Das Problem ist nun aber die Frage, ob es sich z.B. bei den Laufzeitverlängerungen der Atomkraftwerke (AKW) um solches Unrecht handelt. Die Bundesregierung verneint diese und stempelt jede Aktion wie z.B. das so genannte „Castor-Schottern“ als kriminell ab. Illegal ist dieses so oder so. Ähnlich verhält es sich auch bei den Sitzblockaden. Die Polizei war nur so großmütig, die Blockierer ziehen zu lassen.
Der Ausstieg aus der Atomkraft war beschlossene Sache und wurde durch die neue schwarz-gelbe durch Laufzeitverlängerungen bestehender Atomkraftwerke ausgehebelt. Man versteht sie als Brückentechnologie. Das bedeutet, das weiterhin hochradioaktiver Atommüll anfällt, der in Zwischenlagern wie in Gorleben 40 Jahre lang abkühlen muss. Ein Endlager für diesen Müll ist weiterhin nicht vorhanden. Inzwischen hat sich die Mehrheit der deutschen Bürger gegen diese Weiternutzung gewandt. Über die Risiken der Atomkraft brauche ich mich hier wohl nicht weiter zu äußern. Viele sehen es so als unverantwortlich an, alte AKWs länger als nötig betreiben zu lassen. In meinem Augen kommt das einem „gesetzlichen Unrecht“ gleich.
Die weitere Frage ist, mit welchen Mitteln, Aktionen usw. der zivile Ungehorsam durchzuführen ist. Ich will hier nicht zum Aufruhr aufrufen, obwohl mir manchmal danach zu Mute ist. Henry David Thoreau, der den Begriff prägte, protestierte u.a. gegen die Sklavenhaltung, indem er keine Steuern mehr bezahlte. Ähnlich könnte auch bei uns gegen die weitere Nutzung von Atomstrom vorgegangen werden. Eine erste und zudem völlig legale Maßnahme wäre es, den Stromanbieter zu wechseln (weg von den Energieriesen wie Eon und RWE) bzw. auf Öko-Strom umzusteigen. Das kann natürlich nicht genügen.
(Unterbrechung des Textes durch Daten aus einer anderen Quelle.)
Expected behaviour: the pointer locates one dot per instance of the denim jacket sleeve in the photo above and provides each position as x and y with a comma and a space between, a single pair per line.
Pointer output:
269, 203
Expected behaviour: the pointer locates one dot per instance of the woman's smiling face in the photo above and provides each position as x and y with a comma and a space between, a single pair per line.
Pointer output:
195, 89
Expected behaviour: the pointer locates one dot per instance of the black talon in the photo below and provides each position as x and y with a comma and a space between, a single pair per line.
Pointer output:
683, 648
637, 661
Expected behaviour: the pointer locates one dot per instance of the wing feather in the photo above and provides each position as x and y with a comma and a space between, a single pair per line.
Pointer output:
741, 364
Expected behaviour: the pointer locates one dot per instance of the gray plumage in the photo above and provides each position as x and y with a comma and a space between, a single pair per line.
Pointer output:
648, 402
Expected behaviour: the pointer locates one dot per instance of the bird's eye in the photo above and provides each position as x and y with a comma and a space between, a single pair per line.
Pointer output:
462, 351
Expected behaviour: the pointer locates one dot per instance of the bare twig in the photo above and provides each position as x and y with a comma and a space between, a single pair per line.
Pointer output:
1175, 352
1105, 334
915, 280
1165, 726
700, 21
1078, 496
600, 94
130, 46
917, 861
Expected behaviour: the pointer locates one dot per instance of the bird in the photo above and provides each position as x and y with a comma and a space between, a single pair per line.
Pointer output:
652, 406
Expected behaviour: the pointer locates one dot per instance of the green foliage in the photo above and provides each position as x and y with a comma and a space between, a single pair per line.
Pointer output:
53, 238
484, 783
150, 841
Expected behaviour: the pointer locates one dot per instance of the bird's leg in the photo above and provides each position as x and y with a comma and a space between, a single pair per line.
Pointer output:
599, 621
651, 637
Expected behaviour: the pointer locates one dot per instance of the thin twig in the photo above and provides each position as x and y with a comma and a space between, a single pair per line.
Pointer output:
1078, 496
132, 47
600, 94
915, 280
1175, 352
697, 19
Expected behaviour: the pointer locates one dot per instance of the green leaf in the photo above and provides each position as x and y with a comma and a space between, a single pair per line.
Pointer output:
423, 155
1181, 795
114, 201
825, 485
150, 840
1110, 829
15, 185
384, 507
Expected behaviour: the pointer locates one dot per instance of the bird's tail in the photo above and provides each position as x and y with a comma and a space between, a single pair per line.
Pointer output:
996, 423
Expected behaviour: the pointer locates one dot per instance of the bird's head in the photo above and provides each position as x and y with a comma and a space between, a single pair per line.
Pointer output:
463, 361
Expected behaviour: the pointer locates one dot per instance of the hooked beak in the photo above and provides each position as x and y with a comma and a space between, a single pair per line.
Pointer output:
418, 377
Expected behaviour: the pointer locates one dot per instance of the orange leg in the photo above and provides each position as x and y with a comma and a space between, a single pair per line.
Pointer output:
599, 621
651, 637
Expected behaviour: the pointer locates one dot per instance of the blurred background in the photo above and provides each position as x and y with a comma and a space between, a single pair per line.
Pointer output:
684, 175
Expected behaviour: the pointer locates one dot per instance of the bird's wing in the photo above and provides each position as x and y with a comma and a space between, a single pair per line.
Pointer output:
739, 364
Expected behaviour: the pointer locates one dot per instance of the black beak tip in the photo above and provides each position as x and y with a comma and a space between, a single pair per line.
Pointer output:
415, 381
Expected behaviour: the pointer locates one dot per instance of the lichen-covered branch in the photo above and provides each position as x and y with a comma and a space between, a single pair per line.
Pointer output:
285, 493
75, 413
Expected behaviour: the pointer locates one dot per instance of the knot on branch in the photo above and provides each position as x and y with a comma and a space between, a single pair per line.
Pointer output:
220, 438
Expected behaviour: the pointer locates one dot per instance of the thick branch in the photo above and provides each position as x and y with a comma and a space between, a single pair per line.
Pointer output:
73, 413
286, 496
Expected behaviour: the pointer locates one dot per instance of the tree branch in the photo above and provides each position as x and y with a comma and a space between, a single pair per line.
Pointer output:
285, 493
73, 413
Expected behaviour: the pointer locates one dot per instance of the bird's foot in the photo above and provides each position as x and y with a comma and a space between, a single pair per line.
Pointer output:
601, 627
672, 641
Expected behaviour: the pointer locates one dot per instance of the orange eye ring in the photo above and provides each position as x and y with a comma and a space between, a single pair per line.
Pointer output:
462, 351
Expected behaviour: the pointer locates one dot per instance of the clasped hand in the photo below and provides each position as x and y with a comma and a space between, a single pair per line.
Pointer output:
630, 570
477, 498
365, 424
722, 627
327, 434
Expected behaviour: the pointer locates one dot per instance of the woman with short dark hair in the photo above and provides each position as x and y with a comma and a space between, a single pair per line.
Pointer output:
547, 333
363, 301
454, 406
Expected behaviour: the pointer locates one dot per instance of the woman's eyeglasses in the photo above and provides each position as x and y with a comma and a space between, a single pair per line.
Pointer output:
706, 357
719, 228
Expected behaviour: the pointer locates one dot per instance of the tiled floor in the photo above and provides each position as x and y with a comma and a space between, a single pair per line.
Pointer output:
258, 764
Um was es mir eigentlich geht: Jeder sollte sich fragen, ob er zum Vieh gehört, das man am Wahltag zur Urne schleifen kann, um es dann abzuschlachten, oder ob es Sinn macht, gegen Entscheidungen anzugehen, die unsere Zukunft und die unserer Kinder betreffen. Die Politik muss endlich begreifen, dass sie bei Themen wie Stuttgart21 und AKW-Laufzeitverlängerungen nicht am Bürger vorbei entscheiden kann.
Und: Wer den Bürgerwillen wohlweislich ignoriert, dem sollte nicht nur die politische Rechnung (Abwahl) vorgelegt bekommen, sondern der sollte auch auf andere Weise zur Verantwortung gezogen werden können. Wie das aussehen könnte, will ich hier offen lassen.